Adam i Jędrzej umiłowali latanie już w dzieciństwie. Obaj w starciu z potężnym, powietrznym żywiołem doznali urazów kręgosłupa. Ale też obaj udowodnili, że zamiana sposobu poruszania się z własnych nóg na wózek inwalidzki nie przeszkadza w realizacji życiowego powołania. Adam, pilot szybowcowy, od pięciu lat lata na maszynie specjalnie dostosowanej do jego potrzeb. W 2011 r. w Republice Południowej Afryki przeleciał 1068 km, wykorzystując tylko siły natury, a taki wynik jest nieosiągalny dla wielu zdrowych pilotów. Jędrzej jest paralotniarzem i pierwszą w Polsce osobą z paraplegią, która zrobiła licencję pilota szybowcowego.
Dzięki Adamowi, Jędrzejowi i Fundacji im. Doktora Piotra Janaszka PODAJ DALEJ z Konina, 32 osoby z niepełnosprawnością ruchową przeżyją w tym roku przygodę z szybowcami i paralotniami. Grupy szybowcowe są dwie. Pierwsza odbyła szkolenie w drugiej połowie czerwca. Druga czeka z niecierpliwością na przełom sierpnia i września. Przyszłych paralotniarzy podzielono na trzy zespoły. Pierwsze dwa już „osiadły na ziemi”, a trzeci wzbije się w powietrze we wrześniu.
Wszystkie szkolenia składają się z dwóch modułów: teoretycznego i praktycznego.
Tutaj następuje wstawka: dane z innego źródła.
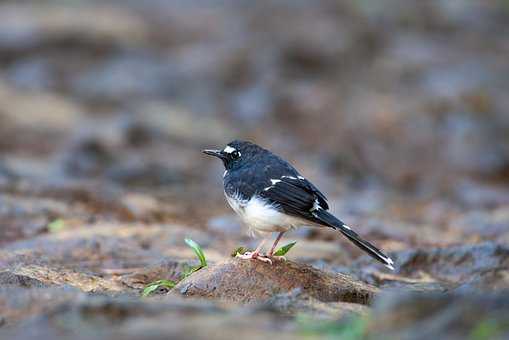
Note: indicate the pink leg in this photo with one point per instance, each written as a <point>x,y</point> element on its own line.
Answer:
<point>256,254</point>
<point>278,238</point>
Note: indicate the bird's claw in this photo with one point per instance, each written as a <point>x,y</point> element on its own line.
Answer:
<point>278,258</point>
<point>254,256</point>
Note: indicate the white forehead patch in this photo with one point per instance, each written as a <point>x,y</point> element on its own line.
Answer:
<point>229,149</point>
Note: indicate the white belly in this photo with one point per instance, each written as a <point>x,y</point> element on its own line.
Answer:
<point>263,218</point>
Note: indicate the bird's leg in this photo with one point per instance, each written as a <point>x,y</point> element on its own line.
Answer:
<point>278,238</point>
<point>256,254</point>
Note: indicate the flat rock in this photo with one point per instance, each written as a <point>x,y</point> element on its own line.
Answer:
<point>254,281</point>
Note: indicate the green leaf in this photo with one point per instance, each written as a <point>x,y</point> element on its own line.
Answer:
<point>284,249</point>
<point>239,250</point>
<point>188,270</point>
<point>153,286</point>
<point>56,225</point>
<point>198,251</point>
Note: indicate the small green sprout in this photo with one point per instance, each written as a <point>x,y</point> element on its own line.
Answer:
<point>239,250</point>
<point>186,271</point>
<point>154,286</point>
<point>350,328</point>
<point>198,251</point>
<point>284,249</point>
<point>56,225</point>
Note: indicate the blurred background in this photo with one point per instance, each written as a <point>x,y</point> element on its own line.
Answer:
<point>396,109</point>
<point>368,98</point>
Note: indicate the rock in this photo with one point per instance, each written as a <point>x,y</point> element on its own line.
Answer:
<point>19,280</point>
<point>252,281</point>
<point>104,317</point>
<point>433,315</point>
<point>19,304</point>
<point>296,302</point>
<point>29,26</point>
<point>39,276</point>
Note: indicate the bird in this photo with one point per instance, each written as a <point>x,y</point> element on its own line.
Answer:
<point>270,196</point>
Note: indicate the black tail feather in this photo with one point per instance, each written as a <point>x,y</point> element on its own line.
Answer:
<point>331,221</point>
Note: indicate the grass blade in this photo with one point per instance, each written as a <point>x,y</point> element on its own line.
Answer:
<point>284,249</point>
<point>153,286</point>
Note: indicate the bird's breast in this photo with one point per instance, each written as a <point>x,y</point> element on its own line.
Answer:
<point>260,216</point>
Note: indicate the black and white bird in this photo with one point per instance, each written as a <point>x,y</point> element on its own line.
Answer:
<point>271,196</point>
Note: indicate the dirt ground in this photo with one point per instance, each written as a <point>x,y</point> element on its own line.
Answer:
<point>397,110</point>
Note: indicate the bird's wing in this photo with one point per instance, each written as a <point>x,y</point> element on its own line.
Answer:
<point>295,196</point>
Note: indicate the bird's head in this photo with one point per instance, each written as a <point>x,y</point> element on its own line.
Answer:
<point>236,153</point>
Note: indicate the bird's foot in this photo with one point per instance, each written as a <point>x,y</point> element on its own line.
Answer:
<point>254,256</point>
<point>278,258</point>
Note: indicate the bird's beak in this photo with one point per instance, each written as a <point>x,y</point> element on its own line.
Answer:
<point>215,153</point>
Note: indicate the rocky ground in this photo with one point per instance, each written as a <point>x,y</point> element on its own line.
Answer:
<point>397,110</point>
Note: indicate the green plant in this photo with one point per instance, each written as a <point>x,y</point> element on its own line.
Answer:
<point>239,250</point>
<point>153,286</point>
<point>284,249</point>
<point>354,328</point>
<point>186,271</point>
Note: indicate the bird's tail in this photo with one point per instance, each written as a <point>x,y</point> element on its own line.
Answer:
<point>330,220</point>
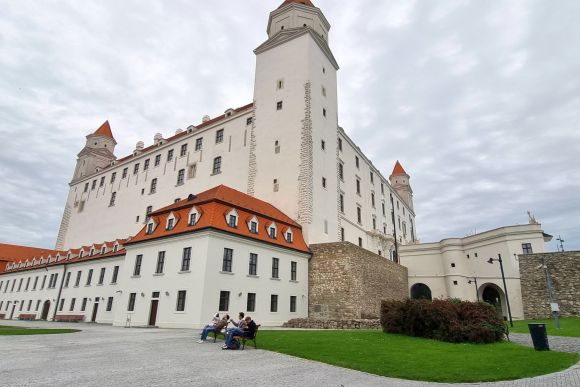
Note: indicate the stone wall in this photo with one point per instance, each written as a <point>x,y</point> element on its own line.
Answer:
<point>564,270</point>
<point>347,282</point>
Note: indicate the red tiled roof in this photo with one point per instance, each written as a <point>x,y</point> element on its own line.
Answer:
<point>105,130</point>
<point>216,202</point>
<point>305,2</point>
<point>398,170</point>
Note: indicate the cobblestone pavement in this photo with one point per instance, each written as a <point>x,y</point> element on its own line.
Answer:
<point>557,343</point>
<point>102,355</point>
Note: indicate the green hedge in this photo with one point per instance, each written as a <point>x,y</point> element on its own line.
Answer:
<point>452,320</point>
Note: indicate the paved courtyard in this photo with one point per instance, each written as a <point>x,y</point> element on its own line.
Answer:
<point>102,355</point>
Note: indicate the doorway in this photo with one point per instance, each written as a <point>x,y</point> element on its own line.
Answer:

W obu największe znaczenie realizatorzy przykładają do bezpieczeństwa kursantów. Zajęcia prowadzą Adam i Jędrzej, wspierani przez Dariusza Łukawskiego i Pawła Trzęsowskiego. Lotników szybowcowych gości u siebie Aeroklub w Stalowej Woli i lotnisko Turbia, a paralotniarzy lotnisko w Kazimierzu Biskupim. Uczestnicy projektu latają na szybowcach: PUCHACZ Sp – 3233 i Duo Discus D – KSCR (przystosowany) oraz na trzech paralotniach, w tym dwóch ze specjalnym wózkiem dla osób z niepełnosprawnością.
Wśród lotniczych śmiałków są i panie. Julita Kuczkowska z Sulejowa podkreśla, że na co dzień jest zależna od innych.
- W powietrzu mogę być samodzielna i wolna. Dla sprawnej osoby to jest niesamowite uczucie, a co dopiero dla osoby z niepełnosprawnością, dla której pokonanie krawężnika jest przeszkodą. Tam wysoko w niebie nie ma ograniczeń – mówi.
- Absolutnie fantastyczne uczucie! Spodziewałem się emocji, ale to, jak lecą łzy, połączenie adrenaliny, radości i emocji po wylądowaniu – nie do opisania – wspomina Rafał Michalczyk z Warszawy, grafik komputerowy, wielbiciel podróży, gier wideo, clubbingu i architektury, który od 18 lat porusza się na wózku.
Niestety – tegoroczna lotnicza grupa szkoleniowa już jest zamknięta. Projekt realizowany jest dzięki środkom z Państwowego Funduszu Rehabilitacji Osób Niepełnosprawnych i darowizn z 1 proc. Chętnych do zaliczenia powietrznej przygody było ponad 100. Dlatego Fundacja PODAJ DALEJ już myśli o kolejnych edycjach aeroprojektu.